I think we owe it to ourselves to inject a bit of optimism every once in a while. It’s not all that important how we do it. Maybe read some utopian science fiction, watch some Star Trek, or just consider how far we’ve already come as a species. For me, this is where GovHack comes in – it’s a perfect lesson in optimism. An annual refresher on civics and the power of community, and a reminder that the shape of our technology and our world is not a given, and that technology is just a set of tools that we can build and apply as we need, to the problems we choose.

GovHack is a free, weekend-long creative competition that takes place across Australia and New Zealand. It’s a ‘festival of ideas, using open government data to make our communities better places’. Competitors have 46 hours to make something cool with open government data.  What people make is really up to them. It could be an app, some kind of informative visualisation, a prototype gadget, a game, a story, an artistic display or anything else they can think of.
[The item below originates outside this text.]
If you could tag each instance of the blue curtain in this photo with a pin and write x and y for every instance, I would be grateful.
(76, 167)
Projects vary from the whimsical to the deeply practical, and from simple to highly technical. You can see some of this year’s projects here, but some highlights include:

  • Are you really going to drive tomorrow?’, which uses AI to predict days when a user’s commute is likely to be particularly congested, and prompts the user in advance to consider other options.
  • Ripple effect’, an interactive story about everyday encounters that shows users how simple choices that you wouldn’t associate with water, affect the supply and distribution of water.
  • Once upon a crime’, a song about Australian convicts and their history, which draws on multiple data sources about Australian convicts.
  • Insight without sight’ sought to make open data more accessible for visually impaired people by providing a way of using sound to convey data in a graph, combined with a new way to access open government data through a voice command interface with Queensland’s Open API.
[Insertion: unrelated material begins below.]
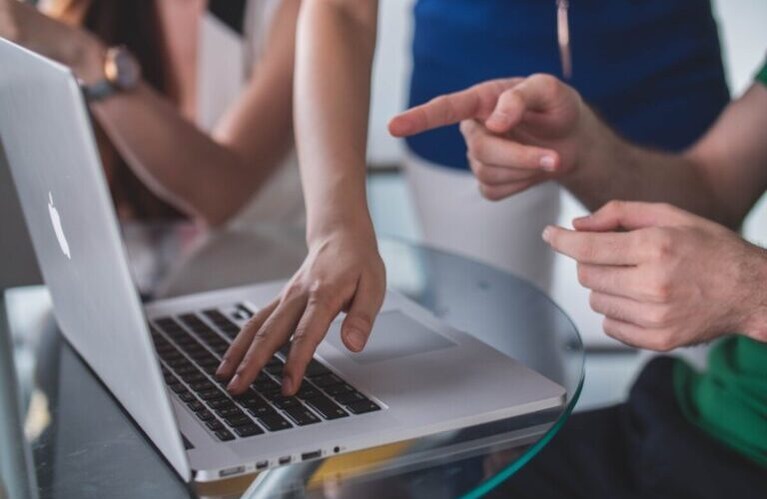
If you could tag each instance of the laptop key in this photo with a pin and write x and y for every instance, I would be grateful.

Sometimes projects go on to be successful start-ups, or lead to lasting improvements or new and better ways of doing things in government. But for the most part, GovHack projects don’t last beyond the weekend. And that’s ok – in fact, that’s kind of the point.  You’re not going to fix the world with a song and a story. We know this. The problems we face are real and will require both expertise and sustained commitment to solve, if they can be solved at all. But songs and stories are so nice. And they represent a willingness to engage with data, with government, and with the rest of our community to think about the world we live in. A willingness to play with ideas and try to imagine something new.

That idea of ‘play’ is important here too – paradoxically, it can be the license not to solve the world’s problems that gives us the creative freedom that we will need to solve the world’s problems.

So, in working on the big problems, let’s not limit ourselves to avoiding harms. Let’s take a lesson from GovHack on the value of play and all things surprising and tangential. Let’s remember that our current technologies and ways of thinking are just one way of doing things – the right solutions might be just around the corner, if only we give ourselves license to get there.